These two statements are not contradicting. Charge is conserved regardless of the symmetry being broken or being not broken.
The usual wisdom goes like this: assume you have a conserved current $j^\mu(x)$ with
$$ \partial_\mu j^\mu = 0 \ . $$
Now pick a constant-time ball $\Sigma$ and define
$$ Q = \int_\Sigma j^0(x) d^3 x \ . $$
This exists if the charge density decays fast enough. This is a conserved charge since:
$$ \frac{d Q}{d t} = \int_\Sigma \partial_0 j^0(x) d^3 x = - \int_\Sigma \nabla \cdot j(x) d^3 x = - \int_{\partial \Sigma} j(x) \cdot d \sigma $$
Where in the last equality we used that the currents decay at infinity.

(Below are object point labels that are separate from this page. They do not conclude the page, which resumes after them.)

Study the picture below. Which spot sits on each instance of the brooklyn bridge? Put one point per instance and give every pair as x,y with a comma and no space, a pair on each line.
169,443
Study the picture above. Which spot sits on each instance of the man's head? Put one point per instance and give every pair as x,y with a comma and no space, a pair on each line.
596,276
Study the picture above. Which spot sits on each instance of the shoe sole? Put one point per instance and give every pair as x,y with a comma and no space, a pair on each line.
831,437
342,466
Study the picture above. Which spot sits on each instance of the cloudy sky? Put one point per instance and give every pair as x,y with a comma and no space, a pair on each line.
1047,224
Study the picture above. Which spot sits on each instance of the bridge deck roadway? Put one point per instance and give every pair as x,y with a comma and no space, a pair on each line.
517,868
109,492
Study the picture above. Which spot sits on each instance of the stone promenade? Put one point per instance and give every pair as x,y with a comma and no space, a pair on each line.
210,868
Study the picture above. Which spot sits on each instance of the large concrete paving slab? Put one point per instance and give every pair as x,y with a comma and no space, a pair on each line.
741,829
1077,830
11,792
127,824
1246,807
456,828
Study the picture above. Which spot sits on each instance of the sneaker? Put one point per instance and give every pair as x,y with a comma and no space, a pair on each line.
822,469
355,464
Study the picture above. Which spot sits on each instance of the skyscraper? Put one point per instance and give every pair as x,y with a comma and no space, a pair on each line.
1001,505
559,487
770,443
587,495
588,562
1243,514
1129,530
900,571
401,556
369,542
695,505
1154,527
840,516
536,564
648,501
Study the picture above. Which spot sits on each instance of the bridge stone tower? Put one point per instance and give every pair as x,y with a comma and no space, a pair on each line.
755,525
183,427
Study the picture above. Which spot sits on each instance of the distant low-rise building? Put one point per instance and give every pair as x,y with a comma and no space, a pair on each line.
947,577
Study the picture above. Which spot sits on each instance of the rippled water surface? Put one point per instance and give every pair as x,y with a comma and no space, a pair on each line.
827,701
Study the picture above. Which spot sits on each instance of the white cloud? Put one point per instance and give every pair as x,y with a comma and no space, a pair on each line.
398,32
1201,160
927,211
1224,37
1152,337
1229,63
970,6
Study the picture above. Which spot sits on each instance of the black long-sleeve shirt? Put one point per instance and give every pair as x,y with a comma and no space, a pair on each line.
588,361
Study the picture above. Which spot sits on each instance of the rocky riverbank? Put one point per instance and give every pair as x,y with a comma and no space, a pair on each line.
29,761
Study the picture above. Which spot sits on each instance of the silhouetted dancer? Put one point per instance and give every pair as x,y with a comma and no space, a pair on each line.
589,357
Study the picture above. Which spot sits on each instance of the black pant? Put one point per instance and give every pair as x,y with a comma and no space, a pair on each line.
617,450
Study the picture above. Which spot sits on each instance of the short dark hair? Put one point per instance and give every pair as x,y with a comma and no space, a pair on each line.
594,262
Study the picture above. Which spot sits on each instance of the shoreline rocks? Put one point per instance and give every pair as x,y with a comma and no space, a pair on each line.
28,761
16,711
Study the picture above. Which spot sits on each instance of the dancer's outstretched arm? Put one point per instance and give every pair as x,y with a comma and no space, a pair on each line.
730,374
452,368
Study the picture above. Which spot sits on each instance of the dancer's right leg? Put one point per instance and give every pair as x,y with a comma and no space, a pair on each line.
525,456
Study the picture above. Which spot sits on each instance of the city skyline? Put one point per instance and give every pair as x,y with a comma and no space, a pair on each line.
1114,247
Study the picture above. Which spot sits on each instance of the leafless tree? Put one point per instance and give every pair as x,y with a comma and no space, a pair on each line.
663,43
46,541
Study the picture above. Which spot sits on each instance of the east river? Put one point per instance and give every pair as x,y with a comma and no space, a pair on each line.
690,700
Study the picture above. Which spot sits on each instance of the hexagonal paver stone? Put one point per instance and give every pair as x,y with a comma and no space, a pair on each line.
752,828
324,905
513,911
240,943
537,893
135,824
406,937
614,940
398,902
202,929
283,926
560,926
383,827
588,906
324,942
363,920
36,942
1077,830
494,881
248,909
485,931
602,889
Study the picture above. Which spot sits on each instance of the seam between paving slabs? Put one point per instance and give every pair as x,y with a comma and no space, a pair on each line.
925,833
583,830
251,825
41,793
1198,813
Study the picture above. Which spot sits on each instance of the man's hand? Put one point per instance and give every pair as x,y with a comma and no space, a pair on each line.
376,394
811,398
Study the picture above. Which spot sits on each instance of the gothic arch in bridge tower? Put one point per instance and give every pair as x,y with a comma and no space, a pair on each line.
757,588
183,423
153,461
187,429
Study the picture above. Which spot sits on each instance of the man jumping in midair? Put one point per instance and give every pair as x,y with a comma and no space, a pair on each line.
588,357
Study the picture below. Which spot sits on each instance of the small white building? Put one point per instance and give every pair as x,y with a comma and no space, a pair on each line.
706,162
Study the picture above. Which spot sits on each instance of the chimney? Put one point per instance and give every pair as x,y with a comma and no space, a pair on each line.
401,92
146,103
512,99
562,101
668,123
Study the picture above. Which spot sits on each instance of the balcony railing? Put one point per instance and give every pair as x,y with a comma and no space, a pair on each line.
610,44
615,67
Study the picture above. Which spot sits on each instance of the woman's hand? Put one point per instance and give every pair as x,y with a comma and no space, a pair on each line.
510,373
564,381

Now this is classical reasoning. On the quantum level, the current becomes an operator, and all the statements about the fall-off of functions at infinity are statements about the states we wish to apply these operators on. In particular, it suffices to look at the vacuum, since we usually only consider states which differ from the vacuum in a finite region, so once the vacuum is fine, all excited states will be fine as well.
But in the case of spontaneous symmetry breaking, it is just not true that
$$ j^0(x)|0\rangle $$
decays at infinity, hence the integral defining the charge does not exist. Note however that while $Q$ doesn't make sense in itself, one may still give meaning to commutators of $Q$ with field operators $\phi(x)$:
$$ [ Q, \phi(x) ] $$
And in particular, these still implement the symmetry.